L’uscita del Regno Unito dall’Unione Europea, comunemente nota come Brexit, ha avuto effetti significativi e complessi per l’economia britannica e per le sue relazioni internazionali. La descrizione proposta da Peter Foster nel suo libro “Brexit. L’inganno e i rimedi” rende bene l’idea dell’impatto sulla nazione. Foster paragona la Brexit a un laccio emostatico che riduce il flusso di beni e servizi tra il Regno Unito e il continente europeo, riducendo così anche l’attrattiva del paese per gli investitori internazionali.

Le previsioni economiche non sono incoraggianti. La Bank of England ha stimato che nei prossimi 15 anni, la Brexit potrebbe costare al paese il 3,25% del suo Pil. Analisi più pessimistiche, come quella del Centre for Economic Performance della London School of Economics, ipotizzano una riduzione del Pil compresa tra il 6,3% e il 9,5% in base alle politiche adottate. Se tali proiezioni si realizzassero, ciò comporterebbe un costo di circa 4.200-6.400 sterline per ciascun nucleo familiare britannico.

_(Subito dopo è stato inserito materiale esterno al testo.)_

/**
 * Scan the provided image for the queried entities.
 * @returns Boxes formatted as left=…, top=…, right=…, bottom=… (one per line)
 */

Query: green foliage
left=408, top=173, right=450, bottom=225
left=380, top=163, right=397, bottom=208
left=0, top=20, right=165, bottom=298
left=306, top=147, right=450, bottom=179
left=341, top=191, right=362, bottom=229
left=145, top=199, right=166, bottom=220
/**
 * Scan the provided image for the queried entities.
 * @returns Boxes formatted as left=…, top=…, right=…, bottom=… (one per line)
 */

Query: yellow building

La situazione è ulteriormente esplorata in un’analisi dell’Independent, che fa il punto sulle conseguenze economiche del divorzio dall’UE. La perdita di produzione si aggira sui 100 miliardi di sterline annui e solo il trattato tra Londra e Bruxelles è costato 30,2 miliardi di sterline al Regno Unito. Inoltre, le esportazioni di beni hanno subito una diminuzione di 27 miliardi di sterline nel 2022, con un calo globale del 6,4% delle esportazioni britanniche di beni.

Le aziende hanno risentito in modo marcato della nuova situazione. Molte aziende, come evidenziato da Foster, sono arrivate a rinunciare a vendere in Europa a causa delle complicazioni, mentre altre, come Hampstead Tea, hanno dovuto riorganizzare le proprie reti di distribuzione verso altri paesi.

Non solo i beni, ma anche i servizi, settore in cui il Regno Unito è tradizionalmente forte, hanno subito un duro contraccolpo. L’accordo commerciale con l’UE prevede oltre 1.000 restrizioni nei servizi transfrontalieri, creando difficoltà significative considerando che l’Europa resta il partner principale per Londra.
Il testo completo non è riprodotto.